COMPOSITION DE LA COUR LORS DU DÉLIBÉRÉ :
Mme Marie-Pierre FOURNIER, Présidente de chambre
Mme Elisabeth TOULOUSE, Conseillère
Mme Séverine LEGER, Conseillère
GREFFIER :
Mme Nadège RODRIGUES, Greffière, lors des débats et du prononcé de la décision
DÉBATS :
A l'audience publique du 03 Avril 2023, où l'affaire a été mise en délibéré au 01 Juin 2023.
Les parties ont été avisées que l'arrêt sera prononcé par sa mise à disposition au greffe de la cour d'appel.
APPELANTE :
S.A. BNP PARIBAS PERSONAL FINANCE
prise en la personne de ses représentants légaux en exercice domiciliés en cette qualité audit siège
[Adresse 1]
[Localité 4]
Représentée par Me Laure REINHARD de la SCP RD AVOCATS & ASSOCIES, Plaidant/Postulant, avocat au barreau de NIMES
INTIMÉ :
Monsieur [Z] [V]
né le [Date naissance 3] 1975 à [Localité 6]
[Adresse 2]
[Localité 5] / FRANCE
Représenté par Me Alix GROS-LE MAUT, Plaidant/Postulant, avocat au barreau de CARPENTRAS
ARRÊT :
Arrêt contradictoire, prononcé publiquement et signé par Mme Marie-Pierre FOURNIER, Présidente de chambre, le 01 Juin 2023, par mise à disposition au greffe de la Cour
EXPOSE DES FAITS ET DE LA PROCÉDURE
Selon offre de contrat de crédit acceptée le 18 novembre 2019 la SA Bnp Paribas Personal Finance a prêté à M. [Z] [V] la somme de 18 954,60 euros remboursable aux taux nominal de 4,91%, en 72 mensualités de 331,72 euros assurance comprise, destinée à financer l'acquisition d'un véhicule Nissan.
Le contrat prévoyait également un clause de réserve de propriété avec subrogation au profit du prêteur.
A compter du mois d'avril 2020 M.[V] n'a plus honoré les échéances du prêt, à l'exception de deux versements par carte bancaire de 367,22 euros le 5 août 2020 et 380,22 euros le 10 septembre 2020.

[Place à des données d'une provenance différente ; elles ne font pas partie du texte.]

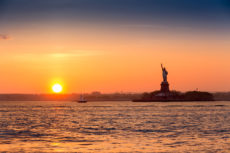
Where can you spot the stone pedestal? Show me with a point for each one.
(164, 87)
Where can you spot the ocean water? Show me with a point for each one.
(114, 127)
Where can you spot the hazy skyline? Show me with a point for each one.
(114, 45)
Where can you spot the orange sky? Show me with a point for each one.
(86, 58)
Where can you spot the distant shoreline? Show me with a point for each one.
(218, 96)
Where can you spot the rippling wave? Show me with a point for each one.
(114, 127)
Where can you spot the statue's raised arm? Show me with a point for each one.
(164, 73)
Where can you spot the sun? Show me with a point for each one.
(57, 88)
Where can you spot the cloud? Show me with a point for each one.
(4, 37)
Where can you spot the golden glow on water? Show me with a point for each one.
(57, 88)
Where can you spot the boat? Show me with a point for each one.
(81, 99)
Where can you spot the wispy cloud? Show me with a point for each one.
(4, 37)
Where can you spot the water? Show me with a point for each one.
(114, 127)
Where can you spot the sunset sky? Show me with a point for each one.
(114, 45)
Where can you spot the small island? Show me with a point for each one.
(165, 95)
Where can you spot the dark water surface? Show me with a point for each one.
(114, 127)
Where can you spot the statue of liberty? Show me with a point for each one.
(164, 73)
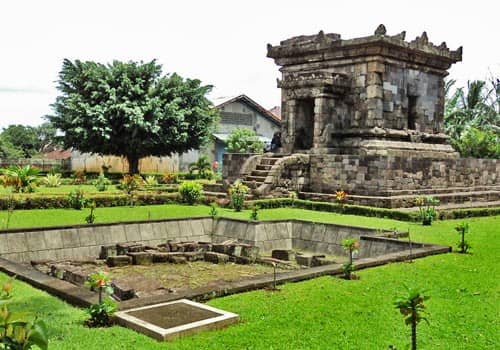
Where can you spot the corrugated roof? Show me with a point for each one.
(222, 101)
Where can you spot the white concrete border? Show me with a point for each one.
(164, 334)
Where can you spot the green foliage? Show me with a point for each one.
(462, 229)
(76, 199)
(150, 181)
(130, 109)
(412, 307)
(52, 180)
(237, 192)
(15, 332)
(89, 219)
(472, 118)
(21, 178)
(351, 245)
(213, 210)
(427, 209)
(23, 138)
(130, 183)
(254, 214)
(101, 314)
(190, 191)
(101, 183)
(242, 140)
(202, 167)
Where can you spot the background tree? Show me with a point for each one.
(131, 110)
(23, 138)
(472, 118)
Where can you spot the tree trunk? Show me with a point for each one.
(133, 165)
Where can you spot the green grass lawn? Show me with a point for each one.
(327, 312)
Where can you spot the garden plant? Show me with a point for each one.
(412, 307)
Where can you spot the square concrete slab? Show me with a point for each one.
(168, 321)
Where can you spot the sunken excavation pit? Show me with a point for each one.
(201, 258)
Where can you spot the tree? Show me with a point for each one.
(131, 110)
(242, 140)
(472, 118)
(23, 138)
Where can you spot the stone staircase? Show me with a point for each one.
(263, 173)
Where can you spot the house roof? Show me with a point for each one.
(222, 101)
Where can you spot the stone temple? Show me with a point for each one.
(365, 115)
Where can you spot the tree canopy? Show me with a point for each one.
(472, 118)
(130, 109)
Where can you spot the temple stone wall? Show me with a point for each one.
(379, 175)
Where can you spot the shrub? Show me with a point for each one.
(52, 180)
(237, 193)
(150, 181)
(76, 199)
(462, 229)
(22, 179)
(411, 306)
(101, 314)
(190, 191)
(15, 332)
(427, 209)
(101, 183)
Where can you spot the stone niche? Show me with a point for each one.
(369, 112)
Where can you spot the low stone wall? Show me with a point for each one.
(71, 242)
(82, 241)
(378, 175)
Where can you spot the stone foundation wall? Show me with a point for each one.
(381, 175)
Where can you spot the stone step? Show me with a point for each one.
(263, 167)
(255, 178)
(260, 173)
(268, 161)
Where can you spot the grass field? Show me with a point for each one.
(327, 312)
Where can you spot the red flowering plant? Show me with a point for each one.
(341, 198)
(350, 245)
(101, 314)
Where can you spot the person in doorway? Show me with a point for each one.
(276, 141)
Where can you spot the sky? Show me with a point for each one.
(222, 43)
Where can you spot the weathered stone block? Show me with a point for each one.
(141, 258)
(303, 260)
(108, 250)
(283, 254)
(119, 260)
(216, 258)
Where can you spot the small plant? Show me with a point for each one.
(412, 307)
(101, 314)
(237, 193)
(101, 183)
(254, 214)
(79, 177)
(190, 191)
(351, 246)
(130, 183)
(213, 210)
(462, 229)
(76, 199)
(170, 178)
(15, 332)
(341, 198)
(22, 179)
(89, 219)
(52, 180)
(150, 181)
(427, 208)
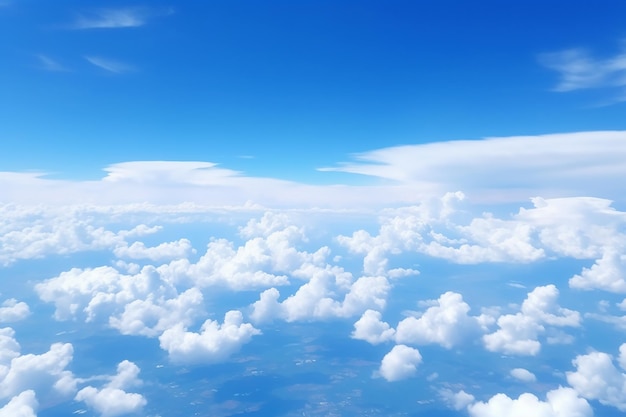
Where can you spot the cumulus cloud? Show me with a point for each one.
(445, 323)
(400, 363)
(608, 273)
(318, 298)
(518, 333)
(561, 402)
(45, 373)
(456, 400)
(22, 405)
(164, 251)
(372, 329)
(13, 310)
(112, 399)
(214, 343)
(597, 378)
(523, 375)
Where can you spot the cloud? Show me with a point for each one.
(497, 169)
(117, 18)
(445, 323)
(597, 378)
(50, 64)
(214, 343)
(109, 65)
(561, 402)
(509, 169)
(45, 373)
(11, 310)
(578, 70)
(167, 250)
(112, 399)
(523, 375)
(22, 405)
(456, 400)
(400, 363)
(372, 329)
(518, 333)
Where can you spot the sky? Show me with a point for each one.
(312, 208)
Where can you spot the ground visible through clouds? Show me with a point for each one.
(428, 309)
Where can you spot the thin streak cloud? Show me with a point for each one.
(50, 64)
(117, 18)
(578, 69)
(109, 65)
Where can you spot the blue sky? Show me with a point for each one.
(294, 85)
(307, 208)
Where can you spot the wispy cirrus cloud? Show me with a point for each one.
(579, 69)
(50, 64)
(117, 18)
(109, 65)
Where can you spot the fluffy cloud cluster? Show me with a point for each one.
(142, 303)
(518, 333)
(446, 323)
(561, 402)
(214, 343)
(597, 378)
(28, 232)
(400, 363)
(112, 399)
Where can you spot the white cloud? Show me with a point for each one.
(523, 375)
(112, 399)
(456, 400)
(597, 378)
(116, 18)
(400, 363)
(109, 65)
(518, 333)
(164, 251)
(372, 329)
(45, 373)
(22, 405)
(608, 273)
(50, 64)
(13, 310)
(578, 69)
(445, 323)
(561, 402)
(555, 165)
(214, 343)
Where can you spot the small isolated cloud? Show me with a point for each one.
(445, 323)
(117, 18)
(400, 363)
(22, 405)
(597, 378)
(50, 64)
(13, 310)
(372, 329)
(518, 333)
(523, 375)
(561, 402)
(456, 400)
(112, 399)
(579, 69)
(214, 343)
(109, 65)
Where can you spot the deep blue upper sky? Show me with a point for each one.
(295, 85)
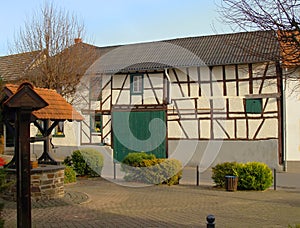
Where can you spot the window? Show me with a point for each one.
(59, 130)
(41, 123)
(136, 84)
(254, 105)
(96, 123)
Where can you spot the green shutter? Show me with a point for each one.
(139, 139)
(254, 105)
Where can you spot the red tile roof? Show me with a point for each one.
(58, 108)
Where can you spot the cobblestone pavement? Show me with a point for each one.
(99, 203)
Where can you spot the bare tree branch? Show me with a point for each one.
(53, 31)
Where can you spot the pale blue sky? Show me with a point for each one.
(112, 22)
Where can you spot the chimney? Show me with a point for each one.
(78, 40)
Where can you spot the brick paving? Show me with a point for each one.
(99, 203)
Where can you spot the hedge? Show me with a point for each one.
(86, 162)
(251, 175)
(146, 168)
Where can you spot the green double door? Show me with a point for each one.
(139, 132)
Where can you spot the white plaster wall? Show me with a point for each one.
(208, 153)
(292, 122)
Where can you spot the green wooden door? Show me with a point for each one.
(139, 132)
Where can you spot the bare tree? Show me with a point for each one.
(280, 16)
(63, 58)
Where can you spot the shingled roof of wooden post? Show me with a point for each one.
(58, 108)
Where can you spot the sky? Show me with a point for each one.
(114, 22)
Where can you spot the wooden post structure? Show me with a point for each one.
(23, 102)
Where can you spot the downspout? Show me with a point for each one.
(284, 152)
(169, 87)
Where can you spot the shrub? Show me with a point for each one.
(135, 159)
(151, 170)
(86, 162)
(1, 220)
(222, 170)
(70, 175)
(252, 175)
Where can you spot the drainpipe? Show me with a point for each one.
(284, 124)
(169, 101)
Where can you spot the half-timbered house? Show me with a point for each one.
(202, 99)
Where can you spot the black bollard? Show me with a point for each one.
(210, 221)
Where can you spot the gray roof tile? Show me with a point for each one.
(235, 48)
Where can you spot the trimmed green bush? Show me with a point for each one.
(251, 176)
(86, 162)
(1, 220)
(254, 176)
(222, 170)
(146, 168)
(135, 159)
(70, 175)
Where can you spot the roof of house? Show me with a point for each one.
(225, 49)
(58, 108)
(14, 66)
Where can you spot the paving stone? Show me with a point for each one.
(100, 203)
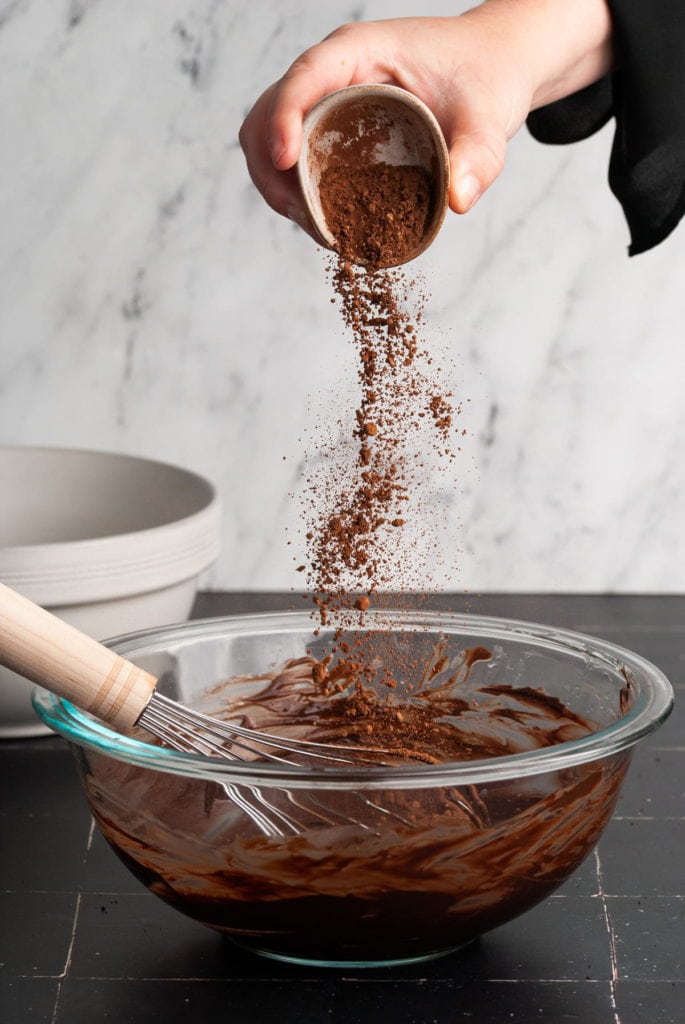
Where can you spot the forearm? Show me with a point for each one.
(565, 44)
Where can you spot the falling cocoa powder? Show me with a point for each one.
(355, 517)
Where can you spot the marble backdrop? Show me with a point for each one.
(152, 303)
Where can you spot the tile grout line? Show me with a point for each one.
(68, 960)
(612, 939)
(72, 938)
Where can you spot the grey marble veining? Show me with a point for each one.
(151, 302)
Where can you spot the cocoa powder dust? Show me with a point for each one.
(358, 509)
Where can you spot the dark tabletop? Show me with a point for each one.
(82, 941)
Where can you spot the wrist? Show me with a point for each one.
(564, 45)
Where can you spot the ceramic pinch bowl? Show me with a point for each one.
(367, 125)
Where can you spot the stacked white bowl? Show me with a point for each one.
(110, 543)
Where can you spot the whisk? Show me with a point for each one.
(54, 654)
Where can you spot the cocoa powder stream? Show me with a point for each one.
(377, 213)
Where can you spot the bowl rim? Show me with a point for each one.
(115, 565)
(653, 705)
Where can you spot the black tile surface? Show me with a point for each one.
(81, 940)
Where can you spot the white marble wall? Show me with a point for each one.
(150, 302)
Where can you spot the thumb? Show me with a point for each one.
(475, 160)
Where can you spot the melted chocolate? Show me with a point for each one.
(373, 875)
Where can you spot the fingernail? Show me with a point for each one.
(468, 190)
(276, 150)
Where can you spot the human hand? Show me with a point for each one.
(480, 73)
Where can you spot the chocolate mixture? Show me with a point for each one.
(370, 873)
(381, 873)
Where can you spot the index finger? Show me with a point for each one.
(337, 61)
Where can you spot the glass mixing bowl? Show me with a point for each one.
(346, 865)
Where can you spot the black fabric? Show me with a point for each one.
(646, 95)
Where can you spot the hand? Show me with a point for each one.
(480, 73)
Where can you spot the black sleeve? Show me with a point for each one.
(646, 95)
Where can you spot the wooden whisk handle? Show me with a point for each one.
(67, 662)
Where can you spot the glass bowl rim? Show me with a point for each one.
(653, 704)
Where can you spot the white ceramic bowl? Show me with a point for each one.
(109, 543)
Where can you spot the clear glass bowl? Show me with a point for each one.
(383, 865)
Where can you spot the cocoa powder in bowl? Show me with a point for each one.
(377, 213)
(376, 169)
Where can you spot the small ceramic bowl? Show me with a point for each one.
(413, 137)
(360, 866)
(109, 543)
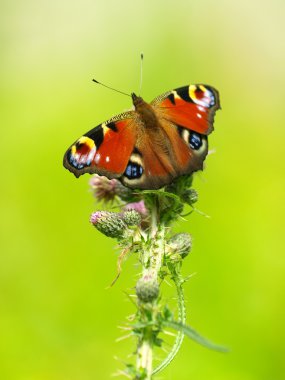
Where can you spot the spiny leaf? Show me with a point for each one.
(194, 335)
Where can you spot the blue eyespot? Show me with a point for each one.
(133, 171)
(195, 140)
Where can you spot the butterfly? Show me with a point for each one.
(150, 146)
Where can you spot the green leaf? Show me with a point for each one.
(192, 334)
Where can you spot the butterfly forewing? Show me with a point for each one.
(192, 107)
(149, 147)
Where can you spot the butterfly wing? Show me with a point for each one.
(105, 149)
(192, 107)
(186, 117)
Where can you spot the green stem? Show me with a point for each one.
(182, 318)
(152, 261)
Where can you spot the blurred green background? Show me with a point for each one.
(57, 320)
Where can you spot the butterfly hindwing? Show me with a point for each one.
(105, 149)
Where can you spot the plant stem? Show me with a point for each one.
(152, 261)
(182, 319)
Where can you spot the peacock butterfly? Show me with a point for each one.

Les parties ont alors convenu d'un plan de remboursement en vertu duquel M. [V] s'est engagé à reprendre les versements à compter du 31 octobre 2020 à hauteur de 330 euros par mois pendant une durée de 6 mois.
M.[V] n'a pu honorer que deux de ces mensualités.
Par lettre recommandée du 15 janvier 2021, le prêteur a mis en demeure M.[V] de régulariser la situation sous quinzaine et de lui payer le montant des échéances impayées soit la somme de 1 415,28 euros.
Aucun paiement n'étant intervenu, par acte en date du 27 janvier 2021, la SA Bnp Paribas Personal Finance a assigné M. [Z] [V] devant le juge des contentieux de la protection du tribunal judiciaire de Carpentras afin de le voir condamner au visa des articles L 311-1 et suivants du code de la consommation à lui verser la somme de 19 367,31 euros avec intérêts au taux contractuel.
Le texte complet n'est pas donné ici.